A-t-on le droit de conduire en tong ?

La circulation est un domaine délicat pour la société actuelle. Se déplacer en voiture est un signe d’innovation, mais présente également de nombreux risques. Les institutions compétentes tentent de maintenir l’ordre comme il faut, pour qu’il y ait moins de menaces que d’opportunité. Une raison pour laquelle l’État lègue le pouvoir et la compétence nécessaire à l’agent de police pour contrôler la circulation routière. C’est son rôle de sanctionner ou non les conducteurs par rapport à leur comportement au volant.
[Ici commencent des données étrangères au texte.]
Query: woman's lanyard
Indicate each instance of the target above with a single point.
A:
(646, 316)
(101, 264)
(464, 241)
Si conduire en tongs pouvait engendrer un danger, alors celui-ci pourrait être sanctionné par les règlements de la sécurité routière.

L’article R 412-6 du Code de la route

Le 30 juillet 2008, la loi proposée par la sécurité routière est validée par la loi selon le décret n° 2008-754 article 15. Celui-ci stipule que : «  tout conducteur doit se porter garant de la sécurité sur la route en se comportant avec prudence, tout en respectant les codes de la route. » Par ailleurs, dans son deuxième alinéa, il est affirmé que : « tout conducteur sur route se doit d’être en mesure d’exécuter sans contraintes les manœuvres qui lui adviennent. Ses comportements ne doivent pas devenir un blocage pour son champ d’action. »

Selon cet article, si le chauffeur commet une erreur sur la route et que l’agent de police trouve que celle-ci est reliée au port de tongs, alors une sanction pourra être tombée. Tout se repose alors sur le rapport de la police et des preuves qu’elle trouve pour que le conducteur soit puni ou non.

Quelles sanctions pourraient subvenir après une conduite en tongs ?

Il faut se mettre à l’évidence que tout dépend du constat de l’agent de police. Dans la mesure où le conducteur est accusé d’outrage à la sécurité publique, alors il pourrait subir une amende, voire une peine de prison.

Si le chauffeur a enfreint le Code de la route par manque de vigilance ou par d’autres raisons, en portant des tongs, il pourrait s’exposer à une amende de 35 euros. Cette valeur fait référence à une simple violation des codes, sans incidents graves ni répercussions sur autrui.

Dans le cas où un conducteur en tongs a provoqué un léger accident sur la route, sans dégâts importants, l’amende pourrait atteindre jusqu’à 90 euros.

Avec des preuves concrètes d’infractions des règlements de la sécurité routière et quelques dégâts matériels, un conducteur en sandales peut conduire sa voiture à la fourrière avec une exposition d’amende de 125 euros.

Dans la mesure où la sécurité et la santé des passagers ou de n’importe quel citoyen sont touchées, le chauffeur pourrait être condamné de deux ans de prison avec une amende de 2000 euros.

Quels sont les rôles de l’assurance dans cette tournure ?

Le port de tongs, sandales ou de chaussures à talon peut résilier tous les contrats d’assurance, notamment des services de dédommagement. Dans le règlement des compagnies d’assurance, tout comportement volontaire venant de l’assuré qui peut nuire à la sécurité routière justifie une résiliation du droit à l’indemnisation des sinistres. Porter des tongs au volant est donc une faute pour les assureurs. Tous les accidents, pannes ou problèmes liés à une conduite en tongs ne sont pas couverts par les services de l’assurance.